L’attualità politica del suo paese, come la crescita dell’estrema destra e le grandi divisioni emerse in occasione delle recenti presidenziali, non sembrano interessarla invece allo stesso modo…
In effetti, non considero i politici come dei personaggi interessanti o stimolanti, in grado di incuriosire i lettori di un romanzo. Almeno in Austria. Al contrario, credo proprio che la letteratura possa rappresentare una sorta di alternativa a questo mondo sempre uguale a se stesso. Quando le persone sono più incazzate verso i politici, possono leggere i miei libri e cercare di fuggire in un altrove magari spaventoso, ma sempre più coinvolgente.

Veniamo ai suoi personaggi. Lei non si affida sempre agli stessi, ma ha creato almeno tre figure di investigatori che agiscono da soli o con dei partner, a seconda delle circostanze, e che sono protagonisti di diversi romanzi ciascuno. Perché questa varietà di interpreti?

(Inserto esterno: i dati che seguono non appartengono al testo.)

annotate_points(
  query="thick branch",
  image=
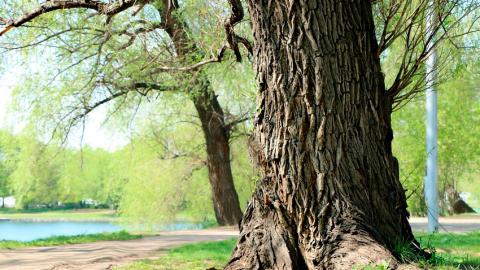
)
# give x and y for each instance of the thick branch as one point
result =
(49, 6)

Era l’unico modo per espandere in varie direzioni le mie storie che si nutrono di stimoli e influenze diverse, a cominciare dal fatto che sono pensate nella realtà austriaca o tedesca, ma spesso sono scritte secondo i canoni, o almeno è questa la mia intenzione, del noir americano. Così c’è Peter Hogart, l’«occhio privato» di Vienna che ama i vecchi film in bianco e nero e il perdersi nei mercatini delle pulci. Lavora da solo e fuori dagli schemi come i detective della Los Angeles di un tempo. Poi c’è il commissario polacco-tedesco Walter Pulaski della polizia di Lipsia. Irritabile, lunatico, ostile alla tecnologia che collabora con la giovane legale Evelyn Meyers per casi che hanno a che fare con processi, giurie tribunali. Infine, nella serie di romanzi di cui fa parte anche Sentenza di morte, si incontrano Maarten S. Sneijder, un profiler olandese davvero poco ortodosso rispetto alle figure cui ci ha abituato la letteratura poliziesca. Misogino e scostante, fuma marijuana quando vuole concentrarsi su un caso e cercare di entrare nella mente degli assassini su cui indaga. Con lui lavora Sabine Nemez, giovane poliziotta appena ammessa al Dipartimento investigativo federale di Wiesbaden, in Germania. Insieme seguono una lunga linea di sangue che un serial killer ha tracciato attraverso l’Europa.